Under the banner of 'Law. Order. Peace' the UN focuses this year on efforts to strengthen the rule of law on the International Day of UN Peacekeepers.
This includes the work of UN Police, Corrections Officers and Judicial Affairs Officers working in the field. They work to ensure the support of vital human rights, such as access to justice, and fair and impartial legal systems.
In late 2010, UN rule of law personnel was deployed across 17 peace missions, including approximately:
• 180 Judicial Affairs Officers
• 175 Corrections Officers
• 14,000 Police Officers (9.8% Female)
“Upholding the rule of law…is essential to successful peacekeeping,” says the UN Secretary-General Ban Ki-moon in his message on the Intenational Day: “That is why the United Nations trains police to never abuse their power, supports the proper functioning of courts to serve justice, and works for humane conditions of detention.”
Rule of law assistance is an essential tool that the United Nations relies upon to help maintain peace and security around the world and is fundamental to achieving a durable peace in the aftermath of conflict.
Since 1999, all major peacekeeping operations, and many special political missions, have had provisions to work with the host country to strengthen the rule of law.
Working to improve the rule of law in hotspots around the world.
When conflict strikes, chaos reins. Civilians are forced from their homes into bandit-infested streets and countryside. Courts, often fragile before the fighting broke out, cease to function altogether. Prisoners escape, adding to the havoc.

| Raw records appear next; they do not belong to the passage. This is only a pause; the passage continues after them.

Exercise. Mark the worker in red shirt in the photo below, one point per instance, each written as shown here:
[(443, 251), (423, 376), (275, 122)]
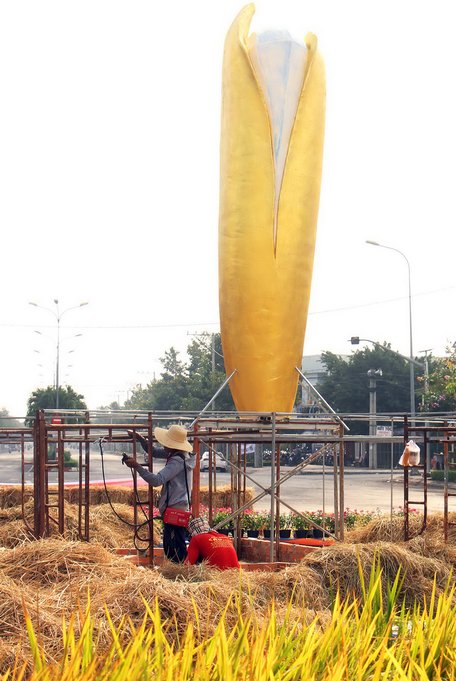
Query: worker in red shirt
[(206, 544)]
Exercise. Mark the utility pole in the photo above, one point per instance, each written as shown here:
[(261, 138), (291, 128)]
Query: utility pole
[(373, 374), (213, 353)]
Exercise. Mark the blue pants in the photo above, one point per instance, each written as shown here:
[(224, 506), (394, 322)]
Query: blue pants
[(174, 544)]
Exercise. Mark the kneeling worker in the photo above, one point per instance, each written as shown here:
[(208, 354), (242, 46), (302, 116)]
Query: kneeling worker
[(210, 545)]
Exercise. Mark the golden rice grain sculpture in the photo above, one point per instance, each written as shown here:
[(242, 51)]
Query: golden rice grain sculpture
[(272, 132)]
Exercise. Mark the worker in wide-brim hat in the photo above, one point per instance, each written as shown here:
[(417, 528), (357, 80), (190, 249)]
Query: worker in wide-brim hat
[(175, 478)]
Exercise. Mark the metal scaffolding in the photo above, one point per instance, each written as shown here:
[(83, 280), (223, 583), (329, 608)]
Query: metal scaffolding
[(51, 431)]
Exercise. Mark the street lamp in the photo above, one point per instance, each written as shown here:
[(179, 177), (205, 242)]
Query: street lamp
[(373, 374), (58, 316), (412, 363)]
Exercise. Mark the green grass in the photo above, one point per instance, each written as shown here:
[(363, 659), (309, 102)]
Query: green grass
[(372, 638), (438, 475)]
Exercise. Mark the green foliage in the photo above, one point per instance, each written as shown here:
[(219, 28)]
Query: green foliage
[(347, 383), (45, 398), (6, 422), (439, 476), (441, 392), (186, 386)]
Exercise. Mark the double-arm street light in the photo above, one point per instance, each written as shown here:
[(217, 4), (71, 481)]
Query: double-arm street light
[(411, 360), (58, 314)]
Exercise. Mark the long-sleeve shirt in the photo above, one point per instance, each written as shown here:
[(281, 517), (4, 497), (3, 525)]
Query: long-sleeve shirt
[(172, 477), (216, 548)]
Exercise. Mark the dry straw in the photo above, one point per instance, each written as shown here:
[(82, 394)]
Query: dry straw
[(221, 497)]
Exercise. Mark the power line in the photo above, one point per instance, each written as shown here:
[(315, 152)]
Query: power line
[(204, 324)]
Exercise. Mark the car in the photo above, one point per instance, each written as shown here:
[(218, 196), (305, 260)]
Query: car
[(217, 460)]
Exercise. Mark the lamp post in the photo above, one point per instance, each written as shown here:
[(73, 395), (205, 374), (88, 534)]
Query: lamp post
[(412, 363), (373, 374), (58, 316)]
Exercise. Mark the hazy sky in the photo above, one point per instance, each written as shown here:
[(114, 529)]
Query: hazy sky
[(109, 153)]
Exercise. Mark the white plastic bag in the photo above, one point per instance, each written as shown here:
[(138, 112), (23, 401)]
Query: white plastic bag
[(410, 455)]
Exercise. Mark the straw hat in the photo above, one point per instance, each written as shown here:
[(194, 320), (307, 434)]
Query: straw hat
[(175, 437), (198, 526)]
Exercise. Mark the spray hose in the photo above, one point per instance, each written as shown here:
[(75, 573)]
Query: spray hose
[(137, 528)]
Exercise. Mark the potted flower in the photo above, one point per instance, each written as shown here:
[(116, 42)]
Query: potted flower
[(252, 522), (265, 524), (285, 526), (220, 515), (301, 526)]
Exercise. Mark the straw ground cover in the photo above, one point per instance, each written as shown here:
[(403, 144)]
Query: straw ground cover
[(104, 527), (372, 637), (54, 577), (221, 497)]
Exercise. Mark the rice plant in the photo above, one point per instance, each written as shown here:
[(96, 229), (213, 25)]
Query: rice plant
[(371, 637)]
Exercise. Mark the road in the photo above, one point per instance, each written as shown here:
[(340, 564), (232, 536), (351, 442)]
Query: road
[(364, 489)]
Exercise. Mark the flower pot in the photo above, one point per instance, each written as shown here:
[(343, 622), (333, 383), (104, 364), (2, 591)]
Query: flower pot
[(284, 534), (303, 534)]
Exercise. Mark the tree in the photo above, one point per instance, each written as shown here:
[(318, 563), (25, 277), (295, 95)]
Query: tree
[(6, 421), (186, 386), (346, 386), (44, 398), (440, 394)]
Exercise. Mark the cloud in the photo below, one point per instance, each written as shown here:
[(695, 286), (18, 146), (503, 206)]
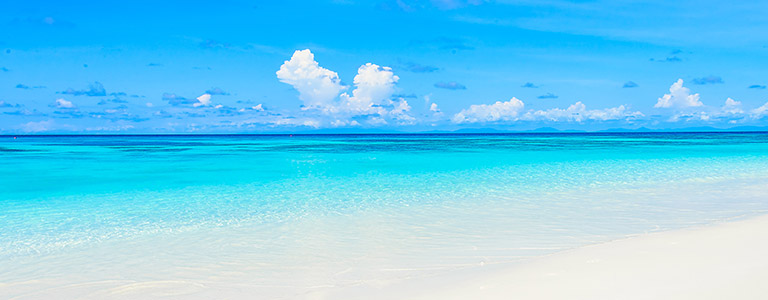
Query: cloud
[(578, 112), (629, 84), (411, 95), (317, 86), (38, 126), (419, 68), (61, 103), (732, 107), (453, 85), (42, 22), (433, 108), (711, 79), (26, 87), (217, 91), (373, 85), (4, 104), (95, 89), (679, 96), (548, 96), (668, 59), (176, 100), (499, 111), (203, 100), (371, 101)]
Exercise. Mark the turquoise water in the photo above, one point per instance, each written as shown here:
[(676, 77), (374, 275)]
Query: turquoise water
[(360, 204)]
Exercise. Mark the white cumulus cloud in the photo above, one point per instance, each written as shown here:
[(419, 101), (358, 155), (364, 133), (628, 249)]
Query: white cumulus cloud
[(679, 96), (732, 107), (373, 86), (317, 86), (499, 111), (433, 108), (203, 100), (578, 112)]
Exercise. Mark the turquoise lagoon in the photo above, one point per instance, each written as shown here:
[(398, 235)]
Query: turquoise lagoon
[(282, 214)]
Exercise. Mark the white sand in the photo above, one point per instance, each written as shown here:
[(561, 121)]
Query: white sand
[(721, 261)]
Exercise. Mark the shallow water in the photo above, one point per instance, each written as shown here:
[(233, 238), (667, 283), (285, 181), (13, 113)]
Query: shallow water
[(287, 214)]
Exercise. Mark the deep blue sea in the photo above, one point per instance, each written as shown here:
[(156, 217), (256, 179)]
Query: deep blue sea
[(337, 209)]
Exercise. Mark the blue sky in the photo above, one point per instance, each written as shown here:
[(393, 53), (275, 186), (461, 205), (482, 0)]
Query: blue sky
[(293, 66)]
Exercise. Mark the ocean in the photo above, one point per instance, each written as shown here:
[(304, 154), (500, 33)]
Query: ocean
[(286, 214)]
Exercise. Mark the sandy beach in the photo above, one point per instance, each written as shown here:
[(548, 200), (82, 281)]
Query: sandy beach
[(720, 261)]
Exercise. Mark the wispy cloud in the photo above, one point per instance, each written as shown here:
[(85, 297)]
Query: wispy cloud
[(419, 68), (26, 87), (95, 89), (711, 79)]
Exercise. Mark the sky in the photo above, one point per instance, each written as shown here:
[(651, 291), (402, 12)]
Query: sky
[(232, 66)]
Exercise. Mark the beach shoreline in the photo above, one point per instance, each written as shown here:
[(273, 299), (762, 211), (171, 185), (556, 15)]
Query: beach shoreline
[(723, 260)]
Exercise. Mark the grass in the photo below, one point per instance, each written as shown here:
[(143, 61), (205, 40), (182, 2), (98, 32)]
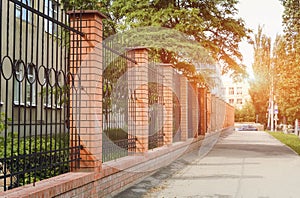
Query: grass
[(290, 140)]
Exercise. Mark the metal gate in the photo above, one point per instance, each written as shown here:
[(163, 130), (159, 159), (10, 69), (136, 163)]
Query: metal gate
[(35, 85)]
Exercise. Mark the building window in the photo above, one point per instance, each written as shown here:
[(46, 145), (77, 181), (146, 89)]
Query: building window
[(239, 101), (51, 9), (18, 84), (30, 86), (23, 13), (239, 91), (231, 91)]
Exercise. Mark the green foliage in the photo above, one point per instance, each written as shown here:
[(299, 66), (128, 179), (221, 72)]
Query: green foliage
[(211, 24), (291, 140), (246, 114), (286, 60)]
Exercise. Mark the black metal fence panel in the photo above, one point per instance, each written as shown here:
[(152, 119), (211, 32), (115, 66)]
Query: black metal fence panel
[(34, 92), (176, 107), (118, 103), (156, 110)]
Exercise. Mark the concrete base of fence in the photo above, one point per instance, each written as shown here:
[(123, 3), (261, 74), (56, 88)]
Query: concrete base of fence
[(114, 177)]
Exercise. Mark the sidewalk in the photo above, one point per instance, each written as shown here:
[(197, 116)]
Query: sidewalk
[(242, 164)]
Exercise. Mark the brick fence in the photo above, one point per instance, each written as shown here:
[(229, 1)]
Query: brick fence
[(97, 179)]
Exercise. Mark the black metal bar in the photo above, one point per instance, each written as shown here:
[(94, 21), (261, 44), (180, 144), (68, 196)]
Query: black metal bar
[(38, 61)]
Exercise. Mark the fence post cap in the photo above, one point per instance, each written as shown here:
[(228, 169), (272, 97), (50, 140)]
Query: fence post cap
[(78, 12)]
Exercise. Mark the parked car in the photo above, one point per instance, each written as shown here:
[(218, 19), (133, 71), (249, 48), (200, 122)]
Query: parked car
[(247, 128)]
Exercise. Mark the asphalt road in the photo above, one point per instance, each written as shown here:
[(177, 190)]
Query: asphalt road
[(240, 165)]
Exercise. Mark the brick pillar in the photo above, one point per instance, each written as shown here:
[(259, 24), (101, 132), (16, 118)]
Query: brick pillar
[(202, 95), (208, 113), (184, 107), (86, 95), (167, 71), (138, 117)]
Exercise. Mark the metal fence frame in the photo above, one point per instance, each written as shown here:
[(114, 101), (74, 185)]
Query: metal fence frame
[(35, 85)]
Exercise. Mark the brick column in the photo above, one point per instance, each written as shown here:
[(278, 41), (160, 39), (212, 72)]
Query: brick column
[(86, 95), (138, 116), (195, 109), (184, 107), (202, 110), (208, 113), (167, 71)]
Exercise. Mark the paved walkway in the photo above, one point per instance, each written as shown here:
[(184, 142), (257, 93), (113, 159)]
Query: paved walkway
[(241, 164)]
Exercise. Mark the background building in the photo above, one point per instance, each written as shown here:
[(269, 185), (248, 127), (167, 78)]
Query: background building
[(236, 93)]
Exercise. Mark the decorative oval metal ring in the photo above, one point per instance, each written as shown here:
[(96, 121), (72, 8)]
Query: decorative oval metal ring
[(7, 67)]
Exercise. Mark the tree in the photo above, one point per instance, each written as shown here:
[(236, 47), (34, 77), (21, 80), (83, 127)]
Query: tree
[(246, 114), (286, 60), (212, 23), (260, 86)]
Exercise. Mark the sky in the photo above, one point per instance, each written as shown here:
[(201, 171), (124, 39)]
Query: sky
[(267, 13)]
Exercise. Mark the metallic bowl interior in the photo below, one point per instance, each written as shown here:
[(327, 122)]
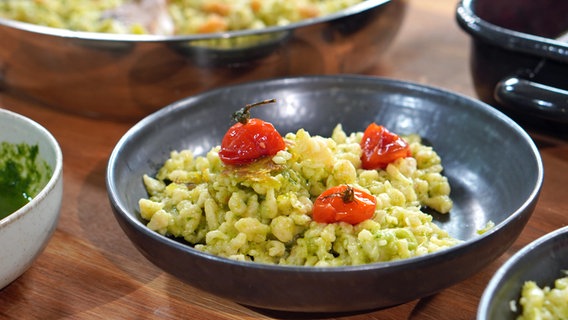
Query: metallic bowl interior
[(542, 261), (475, 141), (130, 76)]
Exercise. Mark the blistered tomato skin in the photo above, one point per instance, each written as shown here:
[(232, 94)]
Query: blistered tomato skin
[(380, 147), (245, 143), (344, 204)]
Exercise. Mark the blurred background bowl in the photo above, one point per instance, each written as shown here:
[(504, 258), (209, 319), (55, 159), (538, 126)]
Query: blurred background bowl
[(25, 232), (543, 261), (475, 141), (519, 56), (129, 76)]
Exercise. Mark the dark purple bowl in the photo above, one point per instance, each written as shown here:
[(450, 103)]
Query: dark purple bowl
[(518, 62)]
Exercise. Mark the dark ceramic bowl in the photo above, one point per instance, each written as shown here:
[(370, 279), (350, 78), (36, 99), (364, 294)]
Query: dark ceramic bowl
[(476, 143), (518, 60), (129, 76), (542, 261)]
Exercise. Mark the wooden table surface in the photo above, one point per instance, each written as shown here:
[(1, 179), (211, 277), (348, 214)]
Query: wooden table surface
[(90, 269)]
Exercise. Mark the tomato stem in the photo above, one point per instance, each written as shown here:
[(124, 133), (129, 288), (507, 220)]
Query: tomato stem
[(243, 115), (348, 195)]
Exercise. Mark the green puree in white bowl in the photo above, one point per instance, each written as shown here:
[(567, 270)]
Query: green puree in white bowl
[(22, 175)]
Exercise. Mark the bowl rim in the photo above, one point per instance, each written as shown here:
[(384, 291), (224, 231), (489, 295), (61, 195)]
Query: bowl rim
[(100, 36), (505, 268), (55, 175), (120, 208), (509, 39)]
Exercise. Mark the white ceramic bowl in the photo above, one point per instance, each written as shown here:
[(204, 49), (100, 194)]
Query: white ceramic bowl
[(25, 233)]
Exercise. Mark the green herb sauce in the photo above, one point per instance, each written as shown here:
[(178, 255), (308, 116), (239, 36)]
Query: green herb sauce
[(22, 175)]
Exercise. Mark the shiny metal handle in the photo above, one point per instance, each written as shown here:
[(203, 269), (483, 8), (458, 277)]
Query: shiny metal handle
[(532, 97)]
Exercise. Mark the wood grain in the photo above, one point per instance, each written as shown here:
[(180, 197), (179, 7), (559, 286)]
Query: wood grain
[(90, 270)]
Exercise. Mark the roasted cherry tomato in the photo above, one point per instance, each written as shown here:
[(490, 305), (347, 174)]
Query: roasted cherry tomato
[(344, 203), (250, 139), (381, 147)]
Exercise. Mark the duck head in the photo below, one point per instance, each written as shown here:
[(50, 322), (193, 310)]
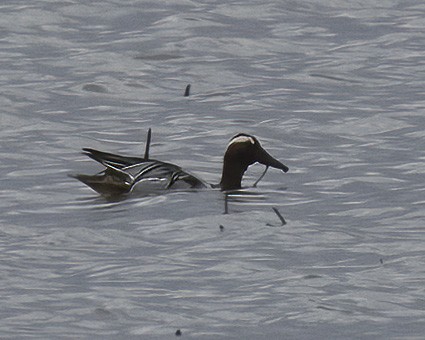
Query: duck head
[(242, 151)]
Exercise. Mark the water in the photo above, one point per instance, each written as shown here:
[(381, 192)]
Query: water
[(332, 89)]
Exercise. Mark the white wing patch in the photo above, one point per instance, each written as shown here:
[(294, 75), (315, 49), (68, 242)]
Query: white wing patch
[(242, 139)]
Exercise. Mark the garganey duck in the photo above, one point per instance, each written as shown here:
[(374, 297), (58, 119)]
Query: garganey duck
[(123, 173)]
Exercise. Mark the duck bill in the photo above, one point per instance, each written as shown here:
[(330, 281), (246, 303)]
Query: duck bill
[(265, 158)]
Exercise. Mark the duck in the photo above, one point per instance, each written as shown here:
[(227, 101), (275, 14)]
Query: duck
[(123, 174)]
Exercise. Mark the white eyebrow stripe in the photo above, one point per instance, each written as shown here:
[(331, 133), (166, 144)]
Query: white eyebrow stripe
[(242, 139)]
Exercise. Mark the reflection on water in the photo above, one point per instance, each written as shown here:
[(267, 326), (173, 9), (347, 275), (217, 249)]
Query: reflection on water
[(333, 89)]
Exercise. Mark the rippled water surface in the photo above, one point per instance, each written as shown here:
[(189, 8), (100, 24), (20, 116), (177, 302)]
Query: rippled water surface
[(334, 89)]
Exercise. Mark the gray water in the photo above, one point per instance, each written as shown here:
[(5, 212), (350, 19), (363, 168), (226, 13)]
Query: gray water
[(333, 89)]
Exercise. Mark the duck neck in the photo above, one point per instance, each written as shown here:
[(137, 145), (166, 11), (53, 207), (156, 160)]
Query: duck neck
[(231, 177)]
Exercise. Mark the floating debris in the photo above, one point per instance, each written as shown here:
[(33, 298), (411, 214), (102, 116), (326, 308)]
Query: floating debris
[(95, 88), (279, 215), (187, 91), (261, 177), (148, 143)]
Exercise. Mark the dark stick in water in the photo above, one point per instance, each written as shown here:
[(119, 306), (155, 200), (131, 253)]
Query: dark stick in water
[(279, 215), (187, 91), (148, 143)]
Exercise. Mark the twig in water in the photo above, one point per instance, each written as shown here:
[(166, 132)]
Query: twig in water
[(148, 143), (261, 177), (187, 91), (279, 215)]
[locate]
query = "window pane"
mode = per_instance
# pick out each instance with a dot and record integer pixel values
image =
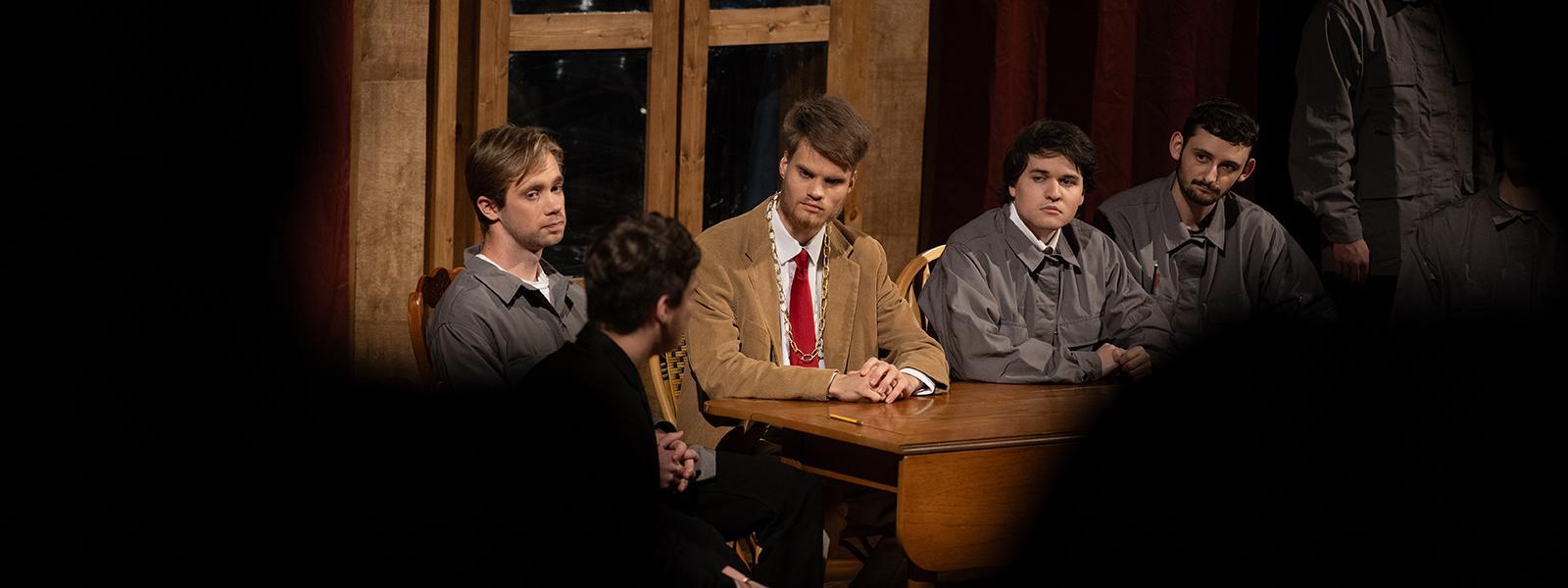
(749, 91)
(764, 4)
(546, 7)
(596, 107)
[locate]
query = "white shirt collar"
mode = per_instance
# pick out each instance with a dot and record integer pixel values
(784, 245)
(1055, 235)
(538, 284)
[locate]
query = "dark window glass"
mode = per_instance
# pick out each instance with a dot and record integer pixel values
(749, 91)
(596, 107)
(548, 7)
(764, 4)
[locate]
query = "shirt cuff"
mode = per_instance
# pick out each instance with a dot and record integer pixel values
(930, 386)
(706, 463)
(1341, 229)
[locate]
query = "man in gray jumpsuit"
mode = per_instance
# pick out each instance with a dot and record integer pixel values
(1494, 256)
(1029, 294)
(1385, 130)
(1211, 259)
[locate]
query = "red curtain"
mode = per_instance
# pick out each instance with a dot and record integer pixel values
(318, 219)
(1125, 71)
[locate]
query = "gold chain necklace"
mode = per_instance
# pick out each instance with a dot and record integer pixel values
(822, 303)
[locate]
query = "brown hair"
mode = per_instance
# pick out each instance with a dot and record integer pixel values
(833, 129)
(1048, 138)
(631, 264)
(504, 156)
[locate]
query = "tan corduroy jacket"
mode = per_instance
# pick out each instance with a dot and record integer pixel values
(734, 334)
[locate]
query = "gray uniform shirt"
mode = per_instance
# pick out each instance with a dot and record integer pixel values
(1484, 259)
(1385, 125)
(1008, 313)
(490, 328)
(1241, 264)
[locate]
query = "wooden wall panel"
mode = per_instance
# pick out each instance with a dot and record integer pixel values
(441, 247)
(388, 180)
(896, 96)
(849, 70)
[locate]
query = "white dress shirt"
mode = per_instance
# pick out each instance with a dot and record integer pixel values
(1055, 235)
(786, 248)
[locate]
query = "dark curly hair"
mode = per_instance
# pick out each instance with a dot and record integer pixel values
(632, 263)
(1225, 120)
(1048, 138)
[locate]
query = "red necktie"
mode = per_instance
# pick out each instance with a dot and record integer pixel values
(802, 326)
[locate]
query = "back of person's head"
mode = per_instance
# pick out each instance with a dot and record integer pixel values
(1048, 138)
(504, 156)
(632, 263)
(1225, 120)
(833, 129)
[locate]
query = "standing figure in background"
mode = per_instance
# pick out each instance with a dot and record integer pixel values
(1385, 130)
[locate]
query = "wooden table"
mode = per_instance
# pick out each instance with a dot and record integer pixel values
(969, 466)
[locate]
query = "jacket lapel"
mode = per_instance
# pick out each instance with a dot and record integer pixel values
(762, 274)
(844, 284)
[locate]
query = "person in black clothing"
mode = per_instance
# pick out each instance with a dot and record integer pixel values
(639, 281)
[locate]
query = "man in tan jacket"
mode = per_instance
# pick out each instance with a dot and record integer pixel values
(796, 305)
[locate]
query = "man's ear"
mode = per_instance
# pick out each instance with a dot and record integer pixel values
(663, 311)
(1247, 170)
(488, 208)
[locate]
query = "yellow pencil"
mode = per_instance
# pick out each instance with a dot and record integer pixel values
(844, 419)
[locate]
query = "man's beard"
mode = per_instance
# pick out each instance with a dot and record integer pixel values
(1191, 192)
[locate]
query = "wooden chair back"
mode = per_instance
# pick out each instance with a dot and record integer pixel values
(913, 278)
(427, 294)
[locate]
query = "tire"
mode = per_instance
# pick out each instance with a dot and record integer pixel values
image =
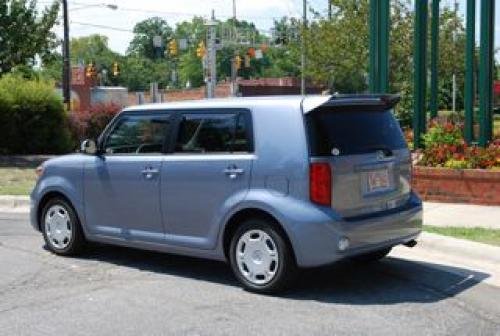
(372, 256)
(61, 228)
(251, 256)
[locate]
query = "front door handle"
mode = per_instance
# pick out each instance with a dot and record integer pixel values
(149, 172)
(233, 172)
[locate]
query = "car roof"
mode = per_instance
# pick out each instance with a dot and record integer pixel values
(231, 102)
(294, 102)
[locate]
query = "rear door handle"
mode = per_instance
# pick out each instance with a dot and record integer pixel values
(149, 172)
(233, 172)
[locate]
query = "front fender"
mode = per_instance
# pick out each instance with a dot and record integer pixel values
(67, 183)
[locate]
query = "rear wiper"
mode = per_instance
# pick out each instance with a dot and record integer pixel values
(386, 150)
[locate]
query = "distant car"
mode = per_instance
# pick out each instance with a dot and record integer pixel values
(269, 184)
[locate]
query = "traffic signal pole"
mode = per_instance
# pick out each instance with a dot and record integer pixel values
(66, 75)
(486, 71)
(379, 46)
(211, 60)
(470, 50)
(420, 71)
(434, 58)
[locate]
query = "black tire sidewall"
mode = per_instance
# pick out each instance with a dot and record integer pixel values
(286, 264)
(76, 235)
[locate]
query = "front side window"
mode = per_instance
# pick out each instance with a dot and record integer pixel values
(138, 134)
(212, 133)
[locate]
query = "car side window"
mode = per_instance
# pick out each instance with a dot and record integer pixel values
(212, 133)
(142, 134)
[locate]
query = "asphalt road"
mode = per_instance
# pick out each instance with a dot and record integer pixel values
(118, 291)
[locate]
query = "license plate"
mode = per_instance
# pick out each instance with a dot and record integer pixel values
(378, 180)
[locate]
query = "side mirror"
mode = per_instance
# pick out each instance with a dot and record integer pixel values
(88, 147)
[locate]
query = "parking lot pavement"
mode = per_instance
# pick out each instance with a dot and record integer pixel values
(118, 291)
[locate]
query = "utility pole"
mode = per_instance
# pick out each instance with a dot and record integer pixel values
(234, 71)
(211, 54)
(434, 58)
(469, 70)
(486, 56)
(66, 60)
(303, 49)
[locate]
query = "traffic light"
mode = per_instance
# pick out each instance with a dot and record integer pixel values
(237, 62)
(172, 48)
(201, 51)
(91, 70)
(116, 69)
(247, 61)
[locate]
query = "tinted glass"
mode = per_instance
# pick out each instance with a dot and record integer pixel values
(353, 132)
(138, 134)
(211, 133)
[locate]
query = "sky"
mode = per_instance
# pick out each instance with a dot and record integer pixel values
(91, 17)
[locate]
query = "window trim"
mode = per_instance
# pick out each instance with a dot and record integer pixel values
(123, 115)
(239, 112)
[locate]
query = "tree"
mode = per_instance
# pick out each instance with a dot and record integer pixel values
(25, 33)
(145, 32)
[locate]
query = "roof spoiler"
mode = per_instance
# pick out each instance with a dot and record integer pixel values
(346, 102)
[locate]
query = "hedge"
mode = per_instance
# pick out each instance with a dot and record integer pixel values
(32, 118)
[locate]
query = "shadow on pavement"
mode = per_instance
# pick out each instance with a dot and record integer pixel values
(390, 281)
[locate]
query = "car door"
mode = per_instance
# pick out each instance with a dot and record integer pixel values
(207, 173)
(122, 184)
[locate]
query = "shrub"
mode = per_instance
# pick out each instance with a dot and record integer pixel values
(90, 124)
(445, 147)
(32, 118)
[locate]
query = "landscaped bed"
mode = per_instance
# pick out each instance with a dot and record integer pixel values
(450, 170)
(16, 181)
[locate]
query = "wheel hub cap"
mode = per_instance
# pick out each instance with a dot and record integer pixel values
(58, 226)
(257, 257)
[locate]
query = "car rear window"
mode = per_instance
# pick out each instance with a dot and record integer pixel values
(352, 132)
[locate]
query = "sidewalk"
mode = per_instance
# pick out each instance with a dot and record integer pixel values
(461, 215)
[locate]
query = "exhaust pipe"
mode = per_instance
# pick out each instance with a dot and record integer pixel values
(410, 243)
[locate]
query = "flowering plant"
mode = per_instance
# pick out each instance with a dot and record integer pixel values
(445, 147)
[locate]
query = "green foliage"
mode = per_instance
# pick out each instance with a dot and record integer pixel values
(25, 32)
(445, 147)
(145, 31)
(32, 118)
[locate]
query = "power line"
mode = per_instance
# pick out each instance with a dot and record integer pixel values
(102, 26)
(175, 13)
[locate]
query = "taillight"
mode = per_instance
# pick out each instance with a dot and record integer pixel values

Arms are everywhere and no one feels safe. Instead of being ruled by law, societies are plunged into lawlessness. The injustices that follow are too numerous to count and too grave to ignore.
The deployment of a United Nations peacekeeping mission can offer hope for a transition from chaos to calm. But for true security to take root, peacekeepers must do more than separate warring parties and disarm combatants. They must strengthen the institutions responsible for security and justice – the police, the courts and the correctional institutions – with full respect for the rule of law and human rights.
UN Police: less known but equally important
To reform the local police, the UN sends highly qualified police officers from around the world to provide training, monitor local police performance and help restructure and reform national and local police forces.
While UN Police may be less well-known than their military counterparts, their service to the United Nations is equally important and their numbers continue to grow - more than 14,000 now serve in 16 peacekeeping or special political missions worldwide.
The UN is also training and mentoring court and corrections personnel while helping build or rebuild courthouses and prisons.